Editor’s Note: Tech Tracker looks at different technologies and innovations that are disrupting the industry and changing the way restaurants operate and interact with customers.
Social media has become a popular tool for reaching the industry’s next generation of diners.
But oftentimes restaurants can’t calculate the exact return on investment from social media buys.
Misfit Media, on the other hand, says it can deliver those answers, along with repeat traffic.
“We can tell [clients] who went through the door, how much money they spent, and the total revenue earned from an ad campaign,” CEO Brett Linkletter told Tech Tracker in a recent phone interview.
The Culver City, Calif.-based social media marketing company leverages Facebook Messenger as a modern direct marketing tool.
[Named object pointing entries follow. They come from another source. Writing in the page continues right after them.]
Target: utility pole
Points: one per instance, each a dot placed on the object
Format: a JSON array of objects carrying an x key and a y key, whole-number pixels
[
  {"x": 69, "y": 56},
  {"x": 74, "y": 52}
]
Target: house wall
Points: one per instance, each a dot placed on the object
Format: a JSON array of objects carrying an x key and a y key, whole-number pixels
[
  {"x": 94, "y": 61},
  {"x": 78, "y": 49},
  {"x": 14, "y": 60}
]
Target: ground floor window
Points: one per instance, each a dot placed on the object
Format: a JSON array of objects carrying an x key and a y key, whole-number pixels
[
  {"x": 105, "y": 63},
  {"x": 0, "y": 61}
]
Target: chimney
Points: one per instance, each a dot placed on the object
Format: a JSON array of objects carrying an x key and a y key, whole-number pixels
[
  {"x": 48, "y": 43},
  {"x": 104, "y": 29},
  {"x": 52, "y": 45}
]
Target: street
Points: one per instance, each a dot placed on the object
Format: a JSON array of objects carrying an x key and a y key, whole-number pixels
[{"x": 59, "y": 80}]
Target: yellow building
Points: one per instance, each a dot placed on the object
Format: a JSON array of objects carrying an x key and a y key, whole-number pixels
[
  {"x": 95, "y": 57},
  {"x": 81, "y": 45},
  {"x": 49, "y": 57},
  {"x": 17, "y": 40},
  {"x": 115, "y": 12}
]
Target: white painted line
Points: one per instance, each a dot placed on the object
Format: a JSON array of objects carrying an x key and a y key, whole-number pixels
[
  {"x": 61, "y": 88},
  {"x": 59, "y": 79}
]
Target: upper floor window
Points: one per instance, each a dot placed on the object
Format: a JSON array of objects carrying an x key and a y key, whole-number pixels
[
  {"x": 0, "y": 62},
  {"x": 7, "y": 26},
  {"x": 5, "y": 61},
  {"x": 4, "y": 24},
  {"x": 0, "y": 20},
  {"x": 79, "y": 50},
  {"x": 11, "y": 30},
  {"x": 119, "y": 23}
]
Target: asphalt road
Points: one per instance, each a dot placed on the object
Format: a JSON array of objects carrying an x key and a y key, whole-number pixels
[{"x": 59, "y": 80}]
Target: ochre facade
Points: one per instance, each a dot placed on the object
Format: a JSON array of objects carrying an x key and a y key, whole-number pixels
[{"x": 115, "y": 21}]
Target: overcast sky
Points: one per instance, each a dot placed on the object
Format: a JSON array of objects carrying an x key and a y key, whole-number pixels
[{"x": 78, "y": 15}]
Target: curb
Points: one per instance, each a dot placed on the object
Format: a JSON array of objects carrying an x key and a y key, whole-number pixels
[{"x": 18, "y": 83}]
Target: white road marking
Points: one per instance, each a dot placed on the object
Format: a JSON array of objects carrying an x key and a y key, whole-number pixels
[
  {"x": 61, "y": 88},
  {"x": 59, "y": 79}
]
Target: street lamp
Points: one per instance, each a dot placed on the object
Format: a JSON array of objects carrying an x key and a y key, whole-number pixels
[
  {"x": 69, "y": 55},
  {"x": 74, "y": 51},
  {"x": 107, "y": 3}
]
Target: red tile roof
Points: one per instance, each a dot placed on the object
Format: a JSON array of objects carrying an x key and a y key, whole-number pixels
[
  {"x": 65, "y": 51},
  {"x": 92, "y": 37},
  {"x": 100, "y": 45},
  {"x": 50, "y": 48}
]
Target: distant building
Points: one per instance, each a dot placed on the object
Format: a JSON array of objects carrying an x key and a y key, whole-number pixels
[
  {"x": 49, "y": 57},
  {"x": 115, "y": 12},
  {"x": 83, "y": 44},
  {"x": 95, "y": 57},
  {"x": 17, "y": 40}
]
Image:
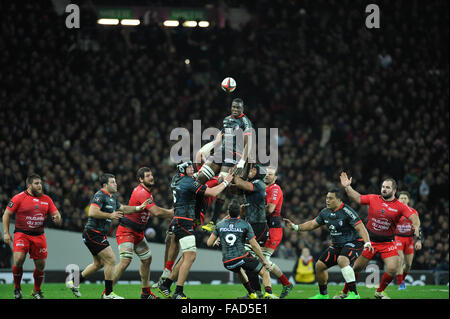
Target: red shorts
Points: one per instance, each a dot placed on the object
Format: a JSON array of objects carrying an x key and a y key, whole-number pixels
[
  {"x": 127, "y": 235},
  {"x": 386, "y": 249},
  {"x": 275, "y": 236},
  {"x": 35, "y": 245},
  {"x": 405, "y": 244}
]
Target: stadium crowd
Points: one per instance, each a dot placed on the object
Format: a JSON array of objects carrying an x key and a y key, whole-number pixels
[{"x": 374, "y": 102}]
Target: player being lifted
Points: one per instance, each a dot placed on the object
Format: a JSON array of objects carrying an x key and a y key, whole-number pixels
[{"x": 236, "y": 145}]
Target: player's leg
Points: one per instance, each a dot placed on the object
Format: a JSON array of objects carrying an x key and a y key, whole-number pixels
[
  {"x": 360, "y": 264},
  {"x": 108, "y": 259},
  {"x": 38, "y": 252},
  {"x": 265, "y": 275},
  {"x": 21, "y": 246},
  {"x": 38, "y": 277},
  {"x": 17, "y": 270},
  {"x": 347, "y": 256},
  {"x": 399, "y": 274},
  {"x": 208, "y": 171},
  {"x": 275, "y": 236},
  {"x": 170, "y": 255}
]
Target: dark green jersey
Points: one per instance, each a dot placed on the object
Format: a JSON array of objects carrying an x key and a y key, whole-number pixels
[
  {"x": 185, "y": 189},
  {"x": 234, "y": 233},
  {"x": 341, "y": 224},
  {"x": 108, "y": 204},
  {"x": 233, "y": 130},
  {"x": 255, "y": 203}
]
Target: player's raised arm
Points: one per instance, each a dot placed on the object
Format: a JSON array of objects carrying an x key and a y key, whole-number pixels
[
  {"x": 307, "y": 226},
  {"x": 6, "y": 219},
  {"x": 95, "y": 212},
  {"x": 351, "y": 193}
]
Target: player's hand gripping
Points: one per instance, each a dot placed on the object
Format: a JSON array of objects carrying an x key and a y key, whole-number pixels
[
  {"x": 116, "y": 215},
  {"x": 345, "y": 181}
]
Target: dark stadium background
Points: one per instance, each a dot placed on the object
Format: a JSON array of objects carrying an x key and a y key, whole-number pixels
[{"x": 75, "y": 103}]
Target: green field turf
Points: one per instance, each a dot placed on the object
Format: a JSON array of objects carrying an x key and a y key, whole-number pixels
[{"x": 224, "y": 291}]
Think of it as a virtual version of direct mailers — with one exception. Misfit doesn’t cast a wide net. It targets Facebook users who are most likely to become repeat customers for a restaurant.
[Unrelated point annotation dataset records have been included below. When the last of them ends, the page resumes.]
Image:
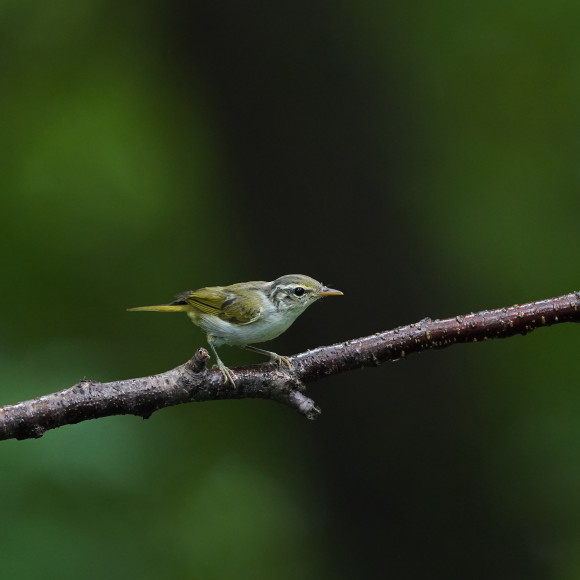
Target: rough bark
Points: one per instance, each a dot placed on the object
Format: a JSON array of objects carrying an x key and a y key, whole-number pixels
[{"x": 194, "y": 382}]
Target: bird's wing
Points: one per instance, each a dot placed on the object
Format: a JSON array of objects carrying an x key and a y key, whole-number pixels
[{"x": 225, "y": 304}]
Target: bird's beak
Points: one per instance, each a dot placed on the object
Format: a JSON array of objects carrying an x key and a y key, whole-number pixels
[{"x": 330, "y": 292}]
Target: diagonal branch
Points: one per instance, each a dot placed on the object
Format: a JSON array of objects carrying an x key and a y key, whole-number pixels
[{"x": 194, "y": 382}]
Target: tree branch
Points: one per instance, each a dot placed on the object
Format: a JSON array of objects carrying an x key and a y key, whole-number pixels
[{"x": 194, "y": 382}]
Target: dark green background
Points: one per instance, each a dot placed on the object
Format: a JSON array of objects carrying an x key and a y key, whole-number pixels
[{"x": 422, "y": 157}]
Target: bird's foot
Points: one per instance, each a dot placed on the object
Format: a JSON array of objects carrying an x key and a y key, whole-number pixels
[{"x": 227, "y": 373}]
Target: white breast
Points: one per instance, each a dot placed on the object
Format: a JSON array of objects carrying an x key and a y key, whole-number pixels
[{"x": 268, "y": 326}]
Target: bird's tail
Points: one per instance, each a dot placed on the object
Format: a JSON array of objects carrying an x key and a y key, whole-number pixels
[{"x": 163, "y": 308}]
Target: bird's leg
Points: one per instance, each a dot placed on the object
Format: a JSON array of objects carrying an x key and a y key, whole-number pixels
[
  {"x": 281, "y": 360},
  {"x": 226, "y": 372}
]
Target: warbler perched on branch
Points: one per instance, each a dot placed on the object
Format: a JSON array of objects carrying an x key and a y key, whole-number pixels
[{"x": 248, "y": 312}]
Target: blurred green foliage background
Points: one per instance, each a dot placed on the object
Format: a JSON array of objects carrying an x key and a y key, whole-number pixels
[{"x": 422, "y": 157}]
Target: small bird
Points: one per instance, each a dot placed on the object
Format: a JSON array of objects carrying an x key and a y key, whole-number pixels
[{"x": 248, "y": 312}]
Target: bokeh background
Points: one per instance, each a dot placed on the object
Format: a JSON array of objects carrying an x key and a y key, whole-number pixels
[{"x": 422, "y": 157}]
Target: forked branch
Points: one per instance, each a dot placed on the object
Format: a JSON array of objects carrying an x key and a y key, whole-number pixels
[{"x": 194, "y": 382}]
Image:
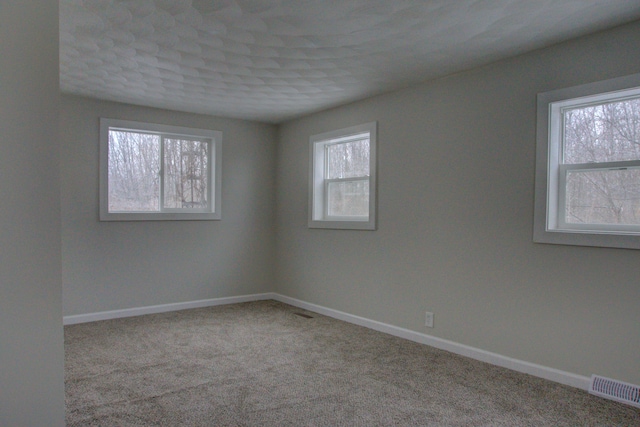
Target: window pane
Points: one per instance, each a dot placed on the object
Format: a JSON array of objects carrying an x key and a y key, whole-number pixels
[
  {"x": 185, "y": 171},
  {"x": 134, "y": 165},
  {"x": 603, "y": 197},
  {"x": 348, "y": 160},
  {"x": 348, "y": 198},
  {"x": 602, "y": 133}
]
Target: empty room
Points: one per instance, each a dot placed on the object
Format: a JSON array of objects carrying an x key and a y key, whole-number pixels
[{"x": 351, "y": 212}]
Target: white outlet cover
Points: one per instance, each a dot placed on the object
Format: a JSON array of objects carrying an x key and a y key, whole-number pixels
[{"x": 428, "y": 321}]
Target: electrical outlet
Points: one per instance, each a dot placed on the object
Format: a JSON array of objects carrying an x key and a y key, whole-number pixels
[{"x": 428, "y": 319}]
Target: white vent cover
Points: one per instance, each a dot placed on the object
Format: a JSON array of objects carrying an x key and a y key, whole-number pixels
[{"x": 615, "y": 390}]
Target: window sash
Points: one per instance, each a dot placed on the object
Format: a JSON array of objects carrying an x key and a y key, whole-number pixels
[
  {"x": 318, "y": 214},
  {"x": 327, "y": 215},
  {"x": 162, "y": 194},
  {"x": 563, "y": 172},
  {"x": 174, "y": 210}
]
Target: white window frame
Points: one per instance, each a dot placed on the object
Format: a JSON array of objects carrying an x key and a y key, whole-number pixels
[
  {"x": 549, "y": 225},
  {"x": 318, "y": 184},
  {"x": 214, "y": 209}
]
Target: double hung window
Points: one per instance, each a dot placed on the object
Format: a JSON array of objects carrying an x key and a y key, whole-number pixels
[
  {"x": 589, "y": 165},
  {"x": 158, "y": 172},
  {"x": 342, "y": 178}
]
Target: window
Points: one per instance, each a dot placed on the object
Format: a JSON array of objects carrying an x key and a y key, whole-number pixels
[
  {"x": 588, "y": 165},
  {"x": 342, "y": 182},
  {"x": 158, "y": 172}
]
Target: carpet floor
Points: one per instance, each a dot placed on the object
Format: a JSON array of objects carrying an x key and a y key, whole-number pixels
[{"x": 263, "y": 364}]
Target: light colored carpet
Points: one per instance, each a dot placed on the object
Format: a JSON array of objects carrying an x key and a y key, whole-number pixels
[{"x": 260, "y": 364}]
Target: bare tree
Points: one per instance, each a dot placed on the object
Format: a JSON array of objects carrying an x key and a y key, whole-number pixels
[{"x": 603, "y": 133}]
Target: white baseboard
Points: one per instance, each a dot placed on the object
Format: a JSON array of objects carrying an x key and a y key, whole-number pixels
[
  {"x": 556, "y": 375},
  {"x": 163, "y": 308}
]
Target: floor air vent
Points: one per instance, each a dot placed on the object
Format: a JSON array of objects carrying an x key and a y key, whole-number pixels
[
  {"x": 615, "y": 390},
  {"x": 306, "y": 316}
]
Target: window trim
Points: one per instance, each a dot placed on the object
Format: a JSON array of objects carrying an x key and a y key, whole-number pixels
[
  {"x": 212, "y": 212},
  {"x": 547, "y": 226},
  {"x": 318, "y": 216}
]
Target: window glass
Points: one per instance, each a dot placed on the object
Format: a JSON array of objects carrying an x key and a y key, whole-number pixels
[
  {"x": 134, "y": 167},
  {"x": 588, "y": 165},
  {"x": 159, "y": 172},
  {"x": 602, "y": 133},
  {"x": 185, "y": 171},
  {"x": 342, "y": 178},
  {"x": 348, "y": 198},
  {"x": 348, "y": 159},
  {"x": 603, "y": 196}
]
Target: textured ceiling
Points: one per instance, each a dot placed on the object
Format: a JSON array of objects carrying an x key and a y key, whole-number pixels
[{"x": 272, "y": 60}]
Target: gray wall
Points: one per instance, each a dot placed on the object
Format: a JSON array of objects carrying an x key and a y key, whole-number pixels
[
  {"x": 118, "y": 265},
  {"x": 456, "y": 163},
  {"x": 31, "y": 342}
]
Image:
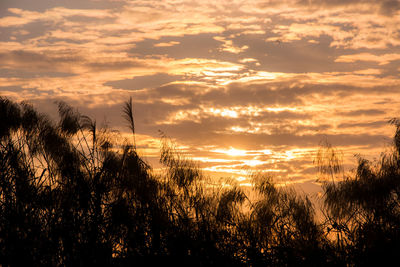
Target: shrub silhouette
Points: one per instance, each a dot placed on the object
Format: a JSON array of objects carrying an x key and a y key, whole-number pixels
[{"x": 74, "y": 194}]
The firm, founded in 2015, works with 150 concepts from independents to regional chains. Some clients include Miller’s Roast Beef in Rhode Island and Massachusetts, Pizza Press and 5 Napkin Burger.
In the case of 5 Napkin Burger, an upscale full-service restaurant in New York City, Misfit ran a Facebook ad promoting a 2-for-1 burger special. Misfit aimed its advertising at people within proximity to one of the brand’s four Manhattan restaurants.
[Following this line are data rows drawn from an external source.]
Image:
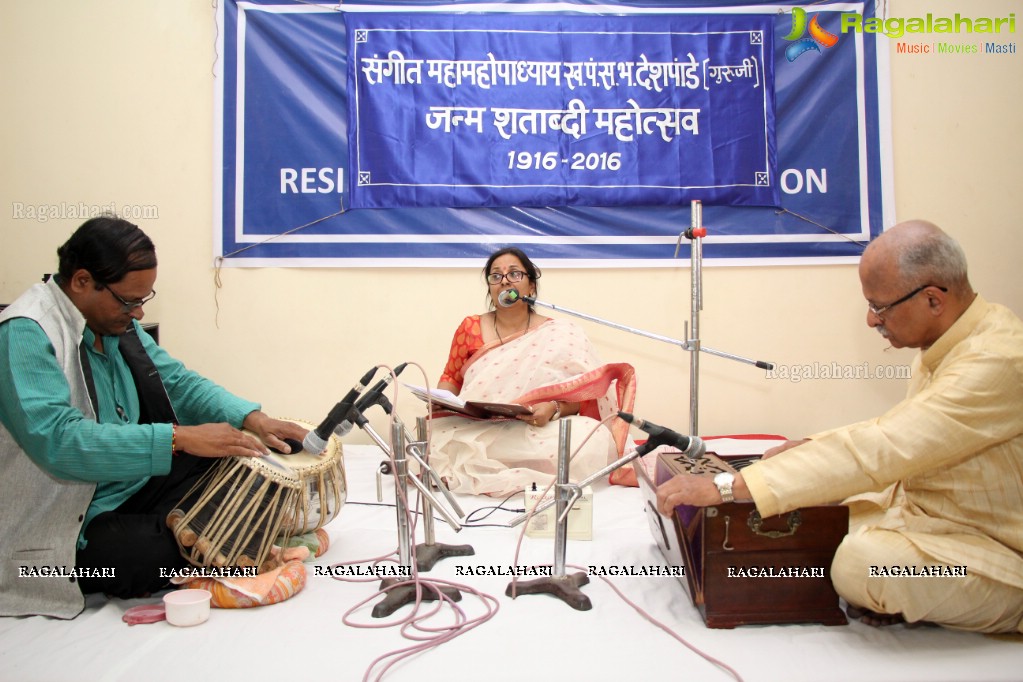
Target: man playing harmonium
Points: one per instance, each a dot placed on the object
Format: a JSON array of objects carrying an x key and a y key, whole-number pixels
[
  {"x": 96, "y": 426},
  {"x": 935, "y": 485}
]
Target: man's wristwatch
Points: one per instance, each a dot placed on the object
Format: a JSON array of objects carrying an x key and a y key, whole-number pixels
[{"x": 723, "y": 482}]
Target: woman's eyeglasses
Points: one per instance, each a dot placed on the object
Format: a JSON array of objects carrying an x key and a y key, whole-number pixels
[{"x": 514, "y": 276}]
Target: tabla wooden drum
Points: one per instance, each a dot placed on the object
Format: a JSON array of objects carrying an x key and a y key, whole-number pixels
[{"x": 237, "y": 510}]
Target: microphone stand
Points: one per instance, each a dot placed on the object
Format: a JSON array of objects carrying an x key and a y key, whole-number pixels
[
  {"x": 401, "y": 591},
  {"x": 693, "y": 344},
  {"x": 563, "y": 586},
  {"x": 430, "y": 552}
]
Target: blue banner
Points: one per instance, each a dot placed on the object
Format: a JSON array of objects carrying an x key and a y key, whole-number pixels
[
  {"x": 283, "y": 170},
  {"x": 474, "y": 110}
]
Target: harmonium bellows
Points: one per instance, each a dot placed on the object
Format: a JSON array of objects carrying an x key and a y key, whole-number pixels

The promo could be redeemed through a link sent to a user’s Facebook Messenger.
“Inside Messenger, 5 Napkin Burger asked people to enter their email address to receive the offer. In this way, the business compiled a database of interested customers and their emails to use for future marketing,” according to a Facebook case study about the successful campaign.
The 5 Napkin Messenger campaign, which occurred in early 2019, resulted in 77 in-store redemptions. Five Napkin also gained 2,500 new Messenger and email subscribers from the campaign.
Once diners and restaurants are connected through Messenger, Linkletter said restaurants can continue to market to customers acquired through the initial promotion. That can lead to repeat business. Miller’s Roast Beef, for example, said its restaurants generated more than $7,000 in additional revenue tied to repeat customer acquired through a Messenger campaign.
Linkletter said Facebook Messenger is a cost-effective way for restaurants to market. Once a diner clicks on the first promotional link, the restaurant never has to “spend a dollar on them again,” he said.
“If you’re having success with direct mail, this [type of marketing] will absolutely blow this out of the water,” Linkletter said.
Flippy the robot cook seeks investors
The creators of Flippy, the robot grill and fry cook, are looking to raise $30 million through an equity crowdfunding platform.
Flippy, created by Pasadena, Calif.-based Miso Robotics, flips burgers full time at CaliBurger, a quick service restaurant owned by the Cali Group of Pasadena. Flippy has also been deployed at Dodger Stadium in Los Angeles and Chase Field in Phoenix.
CaliBurger plans to extend Flippy’s use at a new restaurant opening soon in Florida. That location will have a Flippy cooking burgers, and a second one producing French fries.
“We are thrilled to provide a new window of access into an innovative world where artificial intelligence can assist kitchen staff in meeting the fast-paced demands of the changing food-service industry,” Buck Jordan, CEO and co-founder of Miso Robotics, said in a statement. “Since its debut, Flippy has become a household name. We’re excited to bring fans along on our next journey, and venture towards growth.”
Miso Robotics previously raised nearly $15 million in funding from investors including Wavemaker Labs, MAG Ventures and CaliGroup.